Dr. Fernando Perini is the Team Leader for Education and Science at Canada's International Development Research Centre (IDRC). In the past 15 years, Fernando led a portfolio of projects advancing data ecosystems in developing countries in order to spur social change, increase government transparency, and support the Sustainable Development Goals (SDGs). In recent years he has contributed to several strategic IDRC initiatives, including open data for development, feminist open government, and artificial intelligence for development. Fernando has extensive international experience as a researcher, consultant, and lecturer, and holds a PhD from the University of Sussex (Science Policy Research Unit) in the management of technology and innovation.

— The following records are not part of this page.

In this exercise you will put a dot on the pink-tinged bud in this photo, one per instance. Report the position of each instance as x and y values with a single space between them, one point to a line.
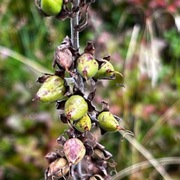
74 150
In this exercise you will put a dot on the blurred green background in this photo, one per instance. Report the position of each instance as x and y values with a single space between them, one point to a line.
143 40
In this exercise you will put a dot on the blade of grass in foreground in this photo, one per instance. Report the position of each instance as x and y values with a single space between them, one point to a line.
145 164
147 155
32 64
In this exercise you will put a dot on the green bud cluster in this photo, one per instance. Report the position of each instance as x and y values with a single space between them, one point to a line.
74 72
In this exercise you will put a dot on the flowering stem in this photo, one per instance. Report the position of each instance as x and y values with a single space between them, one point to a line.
74 23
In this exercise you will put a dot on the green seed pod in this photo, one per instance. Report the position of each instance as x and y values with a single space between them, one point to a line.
75 107
106 71
108 122
58 168
74 150
84 124
51 7
87 66
52 89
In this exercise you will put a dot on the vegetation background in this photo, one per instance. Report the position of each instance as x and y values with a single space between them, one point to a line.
143 40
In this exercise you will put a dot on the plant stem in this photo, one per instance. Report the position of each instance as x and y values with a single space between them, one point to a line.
75 22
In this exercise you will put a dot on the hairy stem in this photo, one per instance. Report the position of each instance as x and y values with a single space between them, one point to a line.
74 23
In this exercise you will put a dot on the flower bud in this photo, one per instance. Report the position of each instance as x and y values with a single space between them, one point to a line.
84 124
74 150
75 107
58 168
108 122
106 70
51 7
51 90
87 66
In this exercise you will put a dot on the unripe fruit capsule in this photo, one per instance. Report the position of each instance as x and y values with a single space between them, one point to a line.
84 124
74 150
108 122
58 168
51 7
105 71
75 107
87 66
51 90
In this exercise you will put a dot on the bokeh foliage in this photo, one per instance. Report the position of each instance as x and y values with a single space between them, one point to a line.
149 104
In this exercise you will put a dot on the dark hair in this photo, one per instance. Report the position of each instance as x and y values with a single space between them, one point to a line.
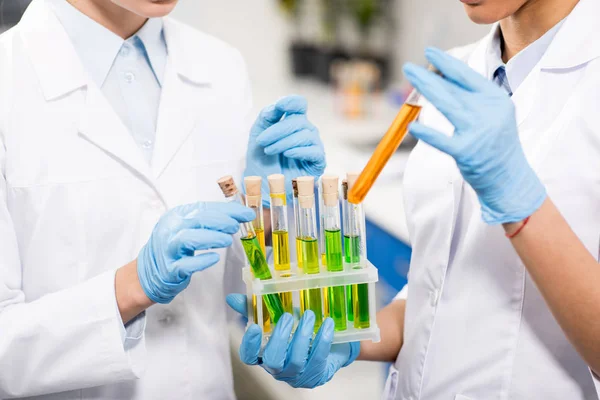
11 12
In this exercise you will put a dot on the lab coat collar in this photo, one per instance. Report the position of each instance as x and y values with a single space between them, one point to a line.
189 57
577 41
57 66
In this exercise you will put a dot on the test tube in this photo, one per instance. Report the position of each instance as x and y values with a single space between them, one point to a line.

Prof. Jeremy de Beer is a professor in the Faculty of Law at the University of Ottawa, where he creates and shapes ideas about technology innovation, intellectual property, and global trade and development. He is also a Faculty Member of the Centre for Law, Technology and Society, a Senior Fellow at the Centre for International Governance Innovation (CIGI), and a Senior Research Associate at the University of Cape Town’s IP Unit.

Mylène Bordeleau is a Program Officer for Democratic and Inclusive Governance at IDRC. The division is centered on two priorities: promoting vibrant and inclusive civic spaces that facilitate participation of all people in society; and strengthening accountable and transparent governance institutions.  She brings over twelve years of project and research management experience in the fields of gender equality, data and digital innovations, and inclusive governance, and has supported flagship initiatives including Open Data for Development and the Data for Development network.

Natasha Chhabra is a researcher and consultant. She has over a decade of experience in policy research, advocacy, and monitoring and evaluation. Currently, she is a Ph.D. candidate in the Department of Sociology at the University of Maryland, College Park. She is also an independent consultant providing support to a global survey on Technology-Facilitated Gender-Based Violence being conducted by the Centre for International Governance Innovation (CIGI) and an advisory committee member for the Feminist Internet Research Network (FIRN).